We predicted pollination and pest control to increase with forest cover and density of forest-coffee edges, and to decrease with increasing distance to forest and coffee cover. We expected both services to increase with the diversity of land uses in contact with coffee patches, given the greater potential of heterogeneous landscapes to maintain a diversity of species involved in pollination and pest control services (Chain-Guadarrama et al. 2019, Varah et al. 2020). Furthermore, we expected the scale of effect to vary with species and service, with pollination and pest control by ants affected by landscape structure at smaller scales, while pest control by birds and bats affected at broader scales. Finally, we also expected that landscape attributes associated with the flow of species between supply and demand patches, such as the distance to forest edges, the density of forest and coffee edges and the diversity of land uses in contact with coffee patches, would have a more local effect on both pollination and pest control provision.

Methods

Study area

Our study took place in one of the most important and traditional coffee-producing regions in Brazil, in the southeastern region of the country, between São Paulo and Minas Gerais states (Fig. 1a). This region alone is responsible for almost 25% of the country’s production, with Brazil being the main exporter and accounting on average for 30–35% of the total coffee production worldwide (FAO 2019). Coffee crops in the region are sun-grown coffee plantations (sun-exposed coffee trees with no canopy cover planted on previously cleared land), mainly Coffea arabica cultivated by family farmers (properties of approximately 20–65 ha, with traditionally 2000–8000 coffee plants/ha and managed mostly without mechanisation). The Brazilian Atlantic Forest, the original biome of the region and one of the most diverse but also threatened biomes in the world, has been drastically reduced due to generalised agricultural expansion at the beginning of the twentieth century (Carlucci et al. 2021). A subtropical climate with mean temperatures between 13.6 and 20.4 °C, dry winter and rainy summers and a hilly terrain with elevation varying between 700 to 1300 m.a.s.l., make this region ideal for coffee production. In fact, coffee expansion was one of the main drivers of deforestation of the Atlantic Forest, despite its potential in supplying pollinators and potential natural pest controllers (Saturni et al. 2016; Medeiros et al. 2019; Carlucci et al. 2021). Nowadays, landscapes in the region are composed of Atlantic Forest remnants immersed primarily in a matrix of coffee crops and pastures, and secondarily by eucalyptus and sugarcane plantations (Fig. 1).

Fig. 1
figure 1

Geographical location of the ten landscapes in the Brazilian Atlantic Forest region, between São Paulo and Minas Gerais states (a). Distribution of experimental sites in one of the 3 km landscapes (b), and a zoom into pollination, pest control by ants and pest control by birds and bats sampling sites in coffee plantations (c)

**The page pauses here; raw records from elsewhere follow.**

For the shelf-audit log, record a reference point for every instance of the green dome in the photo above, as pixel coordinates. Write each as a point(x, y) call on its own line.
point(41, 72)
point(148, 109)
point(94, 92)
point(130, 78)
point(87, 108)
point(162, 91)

Field data collection occurred between 2013 and 2015 and across 10 independent experimental landscapes with a 3-km-radius (Fig. 1a; for more details, see Saturni et al. 2016; Librán-Embid et al. 2017; Aristizábal and Metzger 2018; González-Chaves et al. 2020) as part of Projeto Interface (http://ecologia.ib.usp.br/projetointerface/en/), a large, 5-year, collaborative project that focused on assessing ecosystem service provision across forested agricultural landscapes. Landscapes were selected to encompass a gradient of landscape forest cover (13% to 48%), but controlling for soil type and altitude (for selection details, see Boesing et al. 2018a, b). Landscape centroids were at least 6 km apart from each other. Land use and land cover were mapped using high-resolution images (ArcGIS 10.3 base map imagery, DigitalGlobe satellites 2010–2011, 0.5–1 m resolution, 1:5000 visualization scale). Map** was extensively validated in the field in 2013 and 2015, and all interpretation errors or landscape changes between 2010 and 2015 were edited.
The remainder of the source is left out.